A British sociologist has bad news for the mixed-media wizards looking to use streaming video and other tactics to tap into the lucrative IPod culture.
He's found that owners of Apple's popular digital music player love being able to shut out the world's distractions, hate their cellphones and would prefer not to talk to anyone.
"These people are already screening out ads," says Michael Bull, whose research into the surging popularity of the sleek hand-held device has gained him the moniker "Professor IPod."
As entertainment and gaming companies - to say nothing of direct advertisers - brainstorm ways to connect with millions of potential customers on their mobile technology, Bull says it will be a tough sell.
In fact, he dismisses the suggestion that 21st-century tech-savvy consumers actually want what marketers are pushing.
"It's not that they don't want to know about things, but they want to define the terms and conditions" under which they are disturbed, said Bull, who teaches media and technology at the University of Sussex.
His subjects were primarily professional men and women in their late 20s to 40s.

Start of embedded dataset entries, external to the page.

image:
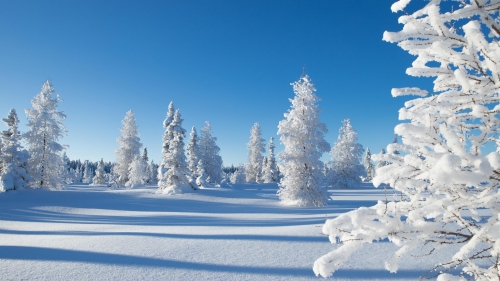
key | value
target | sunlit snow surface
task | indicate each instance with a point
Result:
(239, 233)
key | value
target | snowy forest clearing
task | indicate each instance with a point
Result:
(243, 233)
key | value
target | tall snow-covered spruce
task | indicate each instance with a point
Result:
(255, 147)
(302, 134)
(13, 158)
(346, 155)
(46, 128)
(209, 154)
(450, 186)
(129, 146)
(175, 176)
(271, 173)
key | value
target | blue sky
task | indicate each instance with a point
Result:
(228, 62)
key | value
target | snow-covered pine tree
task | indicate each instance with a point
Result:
(145, 155)
(271, 173)
(193, 152)
(13, 158)
(450, 187)
(264, 169)
(367, 163)
(100, 174)
(129, 146)
(87, 172)
(302, 134)
(255, 147)
(209, 154)
(46, 128)
(201, 174)
(137, 172)
(346, 158)
(176, 176)
(153, 171)
(239, 175)
(67, 172)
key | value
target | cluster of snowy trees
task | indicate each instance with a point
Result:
(181, 169)
(448, 178)
(41, 165)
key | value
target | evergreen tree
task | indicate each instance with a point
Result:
(271, 173)
(46, 128)
(87, 172)
(346, 158)
(129, 146)
(262, 174)
(193, 152)
(302, 134)
(100, 174)
(176, 175)
(137, 172)
(367, 163)
(153, 171)
(202, 175)
(209, 154)
(145, 155)
(239, 175)
(13, 158)
(255, 149)
(448, 183)
(381, 163)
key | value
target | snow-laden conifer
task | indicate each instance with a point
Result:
(209, 154)
(129, 146)
(302, 134)
(87, 172)
(137, 172)
(192, 152)
(450, 186)
(100, 174)
(153, 171)
(13, 158)
(271, 172)
(45, 129)
(255, 147)
(367, 163)
(176, 175)
(201, 174)
(346, 158)
(239, 175)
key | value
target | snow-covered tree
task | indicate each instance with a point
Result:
(346, 158)
(255, 147)
(137, 172)
(13, 158)
(271, 172)
(450, 186)
(176, 175)
(239, 175)
(153, 171)
(193, 152)
(201, 174)
(46, 128)
(129, 146)
(100, 174)
(87, 173)
(367, 163)
(209, 154)
(145, 155)
(264, 169)
(302, 134)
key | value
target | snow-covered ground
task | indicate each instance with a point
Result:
(243, 233)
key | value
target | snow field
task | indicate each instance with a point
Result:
(244, 233)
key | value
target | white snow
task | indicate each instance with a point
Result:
(240, 233)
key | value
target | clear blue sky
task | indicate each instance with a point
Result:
(229, 62)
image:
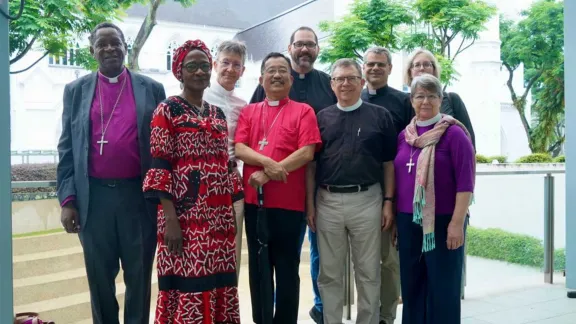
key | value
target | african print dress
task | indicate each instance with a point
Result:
(190, 166)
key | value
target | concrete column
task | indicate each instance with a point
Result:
(6, 285)
(570, 96)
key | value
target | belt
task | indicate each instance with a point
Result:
(116, 182)
(346, 189)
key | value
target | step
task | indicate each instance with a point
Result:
(76, 307)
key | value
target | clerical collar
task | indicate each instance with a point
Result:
(375, 92)
(350, 108)
(114, 79)
(219, 89)
(276, 103)
(431, 121)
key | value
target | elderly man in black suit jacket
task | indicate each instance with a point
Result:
(104, 152)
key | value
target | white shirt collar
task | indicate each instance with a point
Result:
(431, 121)
(350, 108)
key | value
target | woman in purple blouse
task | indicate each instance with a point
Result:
(435, 170)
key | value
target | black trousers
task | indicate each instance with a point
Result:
(285, 228)
(119, 231)
(430, 281)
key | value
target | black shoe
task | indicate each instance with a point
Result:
(316, 315)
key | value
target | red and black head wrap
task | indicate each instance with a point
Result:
(181, 52)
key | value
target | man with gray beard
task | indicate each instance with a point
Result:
(310, 86)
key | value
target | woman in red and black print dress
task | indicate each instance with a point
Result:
(191, 179)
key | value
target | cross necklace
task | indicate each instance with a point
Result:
(104, 128)
(411, 164)
(263, 142)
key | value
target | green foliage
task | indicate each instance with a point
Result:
(537, 42)
(482, 159)
(396, 25)
(497, 244)
(53, 25)
(535, 158)
(34, 172)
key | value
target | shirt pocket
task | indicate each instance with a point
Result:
(287, 139)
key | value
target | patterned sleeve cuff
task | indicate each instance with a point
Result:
(158, 184)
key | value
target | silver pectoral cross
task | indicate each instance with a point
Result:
(263, 143)
(102, 142)
(410, 165)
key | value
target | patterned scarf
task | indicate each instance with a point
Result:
(181, 52)
(424, 192)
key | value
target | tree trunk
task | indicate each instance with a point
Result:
(143, 34)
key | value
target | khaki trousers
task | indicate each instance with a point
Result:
(239, 210)
(390, 279)
(355, 219)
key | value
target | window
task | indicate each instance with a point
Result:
(169, 52)
(68, 58)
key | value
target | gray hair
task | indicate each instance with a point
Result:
(408, 68)
(427, 82)
(378, 50)
(232, 47)
(346, 63)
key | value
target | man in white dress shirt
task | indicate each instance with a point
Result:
(229, 67)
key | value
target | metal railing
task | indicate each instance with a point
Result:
(349, 270)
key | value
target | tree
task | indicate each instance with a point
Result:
(536, 43)
(405, 25)
(53, 25)
(146, 28)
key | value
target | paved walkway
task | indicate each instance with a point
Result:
(496, 293)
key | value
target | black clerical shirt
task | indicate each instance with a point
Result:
(312, 88)
(395, 101)
(354, 145)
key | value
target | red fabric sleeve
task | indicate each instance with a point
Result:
(308, 132)
(158, 180)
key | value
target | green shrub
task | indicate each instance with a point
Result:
(34, 172)
(497, 244)
(482, 159)
(499, 158)
(535, 158)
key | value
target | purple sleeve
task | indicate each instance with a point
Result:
(67, 200)
(463, 159)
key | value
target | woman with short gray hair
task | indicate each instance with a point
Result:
(422, 61)
(434, 171)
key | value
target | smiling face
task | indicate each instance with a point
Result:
(108, 49)
(426, 103)
(196, 71)
(347, 84)
(276, 78)
(229, 68)
(377, 68)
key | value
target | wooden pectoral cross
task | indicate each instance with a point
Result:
(410, 165)
(102, 142)
(262, 143)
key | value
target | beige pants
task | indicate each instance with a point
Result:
(355, 219)
(239, 210)
(390, 280)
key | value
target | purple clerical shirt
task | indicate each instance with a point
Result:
(120, 158)
(453, 171)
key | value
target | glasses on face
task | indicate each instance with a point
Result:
(423, 65)
(351, 79)
(235, 66)
(193, 67)
(430, 97)
(309, 45)
(376, 64)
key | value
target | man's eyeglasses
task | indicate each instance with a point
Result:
(235, 66)
(351, 79)
(193, 67)
(307, 45)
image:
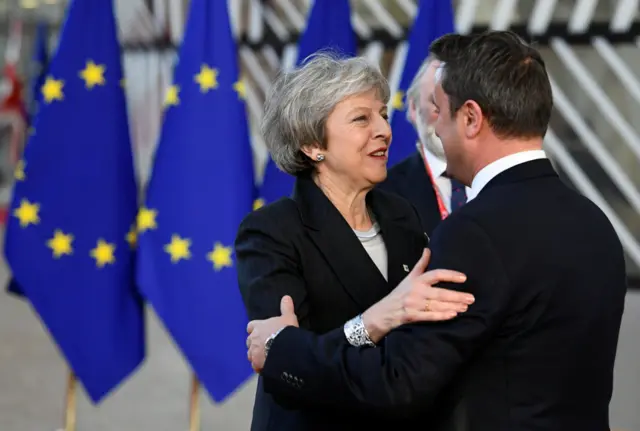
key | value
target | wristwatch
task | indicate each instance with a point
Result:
(356, 333)
(269, 342)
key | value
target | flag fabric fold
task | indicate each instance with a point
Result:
(328, 28)
(434, 19)
(200, 189)
(68, 239)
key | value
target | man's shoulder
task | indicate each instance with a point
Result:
(408, 165)
(404, 173)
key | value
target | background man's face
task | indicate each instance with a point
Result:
(426, 114)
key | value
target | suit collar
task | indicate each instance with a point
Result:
(539, 168)
(494, 169)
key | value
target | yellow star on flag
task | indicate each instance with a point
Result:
(93, 74)
(60, 244)
(258, 203)
(132, 237)
(397, 101)
(52, 89)
(172, 98)
(27, 213)
(207, 78)
(220, 256)
(146, 219)
(178, 248)
(19, 171)
(241, 89)
(103, 253)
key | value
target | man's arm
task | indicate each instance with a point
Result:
(414, 362)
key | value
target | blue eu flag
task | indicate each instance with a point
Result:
(434, 19)
(329, 27)
(74, 205)
(201, 188)
(39, 63)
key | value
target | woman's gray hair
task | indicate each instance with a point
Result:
(299, 102)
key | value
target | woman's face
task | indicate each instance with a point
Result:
(358, 137)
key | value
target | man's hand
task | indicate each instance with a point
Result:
(260, 330)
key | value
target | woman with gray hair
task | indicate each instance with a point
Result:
(338, 246)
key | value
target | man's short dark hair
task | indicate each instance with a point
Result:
(506, 77)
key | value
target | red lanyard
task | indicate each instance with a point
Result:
(443, 209)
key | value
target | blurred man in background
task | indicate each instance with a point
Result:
(421, 178)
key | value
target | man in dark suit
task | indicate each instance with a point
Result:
(537, 348)
(421, 178)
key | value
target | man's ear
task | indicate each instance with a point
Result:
(412, 111)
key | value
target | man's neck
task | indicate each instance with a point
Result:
(437, 165)
(504, 149)
(493, 169)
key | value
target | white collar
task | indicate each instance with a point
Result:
(493, 169)
(437, 165)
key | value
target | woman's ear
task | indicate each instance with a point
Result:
(311, 151)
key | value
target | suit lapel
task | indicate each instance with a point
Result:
(403, 243)
(421, 193)
(339, 245)
(344, 252)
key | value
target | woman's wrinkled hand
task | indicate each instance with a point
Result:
(417, 299)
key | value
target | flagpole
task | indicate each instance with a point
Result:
(70, 403)
(194, 404)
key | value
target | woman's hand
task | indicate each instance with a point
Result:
(416, 299)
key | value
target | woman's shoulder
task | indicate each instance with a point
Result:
(395, 205)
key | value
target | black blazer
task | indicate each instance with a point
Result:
(535, 351)
(410, 180)
(304, 248)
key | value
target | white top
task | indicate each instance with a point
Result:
(438, 168)
(492, 170)
(373, 244)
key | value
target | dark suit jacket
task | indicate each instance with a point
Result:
(534, 352)
(304, 248)
(410, 180)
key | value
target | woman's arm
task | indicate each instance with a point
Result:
(269, 268)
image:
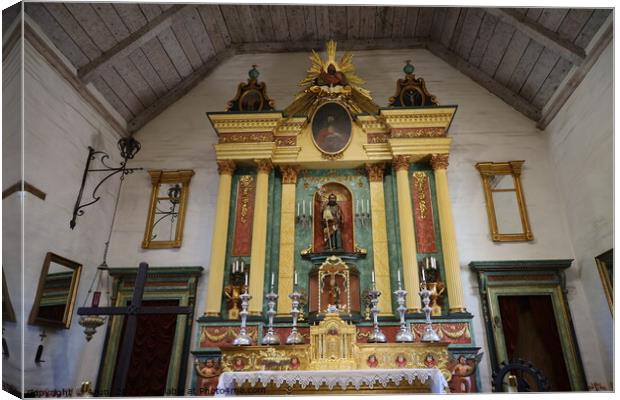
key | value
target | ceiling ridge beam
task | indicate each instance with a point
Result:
(511, 98)
(126, 46)
(540, 34)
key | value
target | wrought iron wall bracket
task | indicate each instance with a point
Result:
(129, 147)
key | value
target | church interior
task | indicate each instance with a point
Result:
(251, 199)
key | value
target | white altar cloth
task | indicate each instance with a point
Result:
(356, 378)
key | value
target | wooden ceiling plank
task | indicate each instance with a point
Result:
(547, 60)
(337, 22)
(412, 21)
(204, 42)
(56, 33)
(573, 23)
(73, 29)
(128, 71)
(280, 24)
(262, 22)
(471, 25)
(85, 14)
(161, 62)
(497, 48)
(112, 20)
(130, 43)
(487, 29)
(295, 19)
(484, 80)
(367, 22)
(179, 91)
(118, 84)
(131, 15)
(551, 18)
(551, 84)
(524, 66)
(452, 17)
(541, 34)
(175, 52)
(229, 12)
(310, 21)
(139, 58)
(591, 27)
(112, 98)
(384, 22)
(425, 21)
(353, 23)
(515, 50)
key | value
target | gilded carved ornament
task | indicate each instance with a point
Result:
(375, 172)
(401, 162)
(289, 173)
(439, 161)
(226, 167)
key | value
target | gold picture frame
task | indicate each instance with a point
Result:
(604, 263)
(491, 173)
(53, 287)
(177, 196)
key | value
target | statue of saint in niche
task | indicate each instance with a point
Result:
(331, 215)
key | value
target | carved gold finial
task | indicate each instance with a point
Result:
(375, 172)
(289, 173)
(264, 165)
(226, 167)
(439, 161)
(401, 162)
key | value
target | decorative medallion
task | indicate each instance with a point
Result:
(331, 128)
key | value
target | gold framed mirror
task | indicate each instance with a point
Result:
(605, 266)
(505, 202)
(164, 225)
(56, 293)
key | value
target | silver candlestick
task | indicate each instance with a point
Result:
(271, 337)
(243, 339)
(376, 336)
(429, 333)
(295, 337)
(404, 334)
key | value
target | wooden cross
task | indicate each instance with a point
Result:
(132, 311)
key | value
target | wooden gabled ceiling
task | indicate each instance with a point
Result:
(143, 57)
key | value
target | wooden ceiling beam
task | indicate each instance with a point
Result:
(513, 99)
(132, 42)
(540, 34)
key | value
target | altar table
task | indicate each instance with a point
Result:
(306, 382)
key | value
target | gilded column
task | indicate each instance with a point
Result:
(454, 285)
(379, 236)
(225, 168)
(259, 237)
(407, 234)
(286, 262)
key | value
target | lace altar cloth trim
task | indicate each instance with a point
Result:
(356, 378)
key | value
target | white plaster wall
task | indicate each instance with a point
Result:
(580, 143)
(58, 127)
(11, 211)
(484, 129)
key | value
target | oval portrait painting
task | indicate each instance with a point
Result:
(331, 128)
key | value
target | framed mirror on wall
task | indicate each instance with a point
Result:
(505, 202)
(56, 293)
(169, 193)
(605, 266)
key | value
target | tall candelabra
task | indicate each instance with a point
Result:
(404, 334)
(376, 336)
(271, 337)
(243, 339)
(295, 337)
(429, 333)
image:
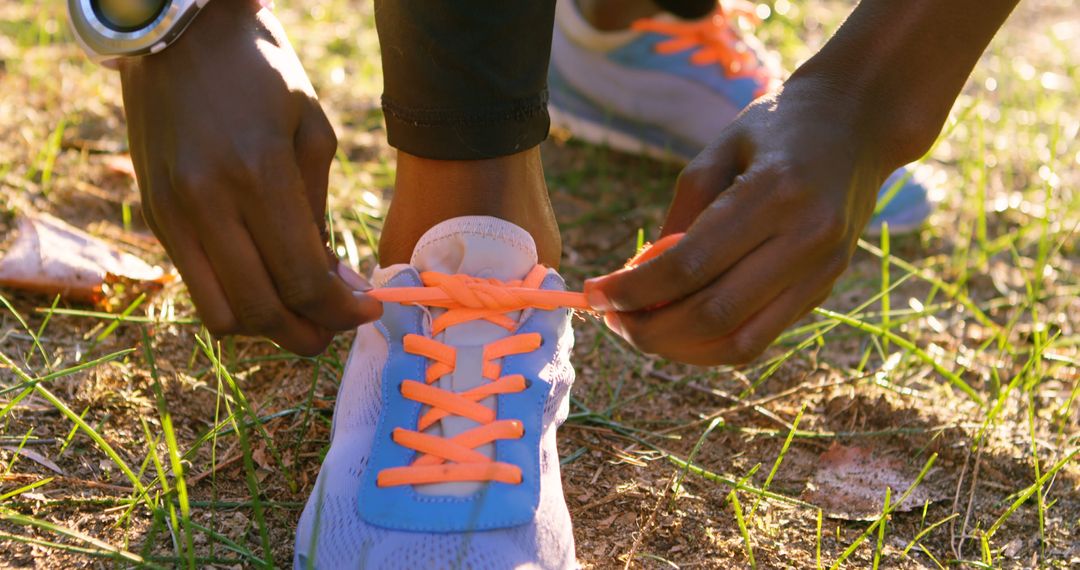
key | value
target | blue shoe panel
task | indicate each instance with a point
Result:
(905, 207)
(496, 505)
(642, 54)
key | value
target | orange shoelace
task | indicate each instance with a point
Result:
(714, 40)
(467, 298)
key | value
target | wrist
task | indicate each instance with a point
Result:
(886, 122)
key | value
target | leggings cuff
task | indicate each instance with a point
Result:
(478, 133)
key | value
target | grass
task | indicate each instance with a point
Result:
(956, 349)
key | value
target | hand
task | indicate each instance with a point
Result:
(232, 153)
(772, 213)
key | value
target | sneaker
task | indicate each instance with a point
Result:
(443, 440)
(631, 91)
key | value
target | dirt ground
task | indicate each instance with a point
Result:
(994, 303)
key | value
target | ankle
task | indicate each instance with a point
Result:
(612, 15)
(430, 191)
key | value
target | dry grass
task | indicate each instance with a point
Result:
(987, 293)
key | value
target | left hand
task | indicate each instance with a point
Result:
(772, 212)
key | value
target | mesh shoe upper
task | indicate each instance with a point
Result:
(346, 524)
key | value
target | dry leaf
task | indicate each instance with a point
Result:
(120, 164)
(52, 257)
(37, 458)
(850, 484)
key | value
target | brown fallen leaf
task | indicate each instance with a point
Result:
(120, 164)
(51, 257)
(850, 484)
(37, 458)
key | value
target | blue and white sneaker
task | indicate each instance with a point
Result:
(640, 91)
(443, 444)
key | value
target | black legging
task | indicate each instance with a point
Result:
(468, 79)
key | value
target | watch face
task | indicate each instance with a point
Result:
(129, 15)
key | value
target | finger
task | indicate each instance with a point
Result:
(252, 294)
(734, 224)
(721, 307)
(315, 146)
(751, 340)
(187, 254)
(723, 162)
(285, 232)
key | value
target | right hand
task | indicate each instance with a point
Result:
(232, 153)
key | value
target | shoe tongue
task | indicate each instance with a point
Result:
(486, 247)
(481, 246)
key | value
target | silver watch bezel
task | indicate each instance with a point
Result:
(103, 43)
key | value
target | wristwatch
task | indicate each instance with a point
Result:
(112, 29)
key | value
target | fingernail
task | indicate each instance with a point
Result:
(611, 320)
(352, 279)
(595, 297)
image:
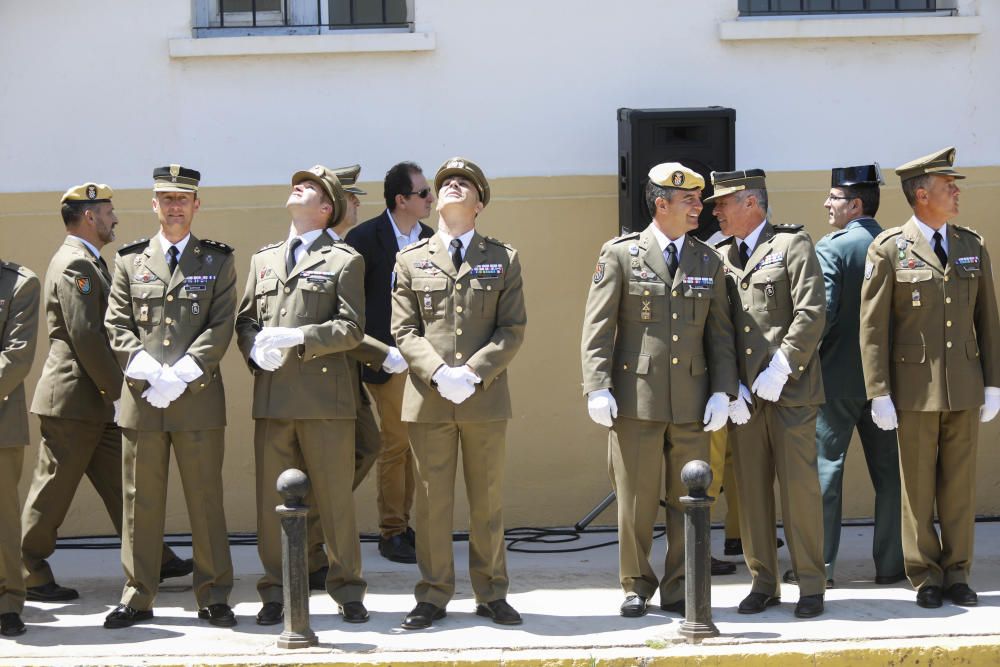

And while Bull's research is just a tiny sample of the IPod revolution - Apple sold 5.3 million of the devices in the first three months of 2005 - his sense is that the marketing dilemma will only get worse.
"These are also the affluent, intelligent people that advertisers want, precisely the people who are hardest to get," he said.
"Are advertisers then going to be left with less affluent, lower socio-economic groups who aren't worth as much in terms of advertising revenues?"
Virtually all said the IPod was their favourite consumer object, with many adding it had reinvigorated their musical tastes by allowing hours of tunes and other broadcasts to be downloaded from the Internet commercial-free.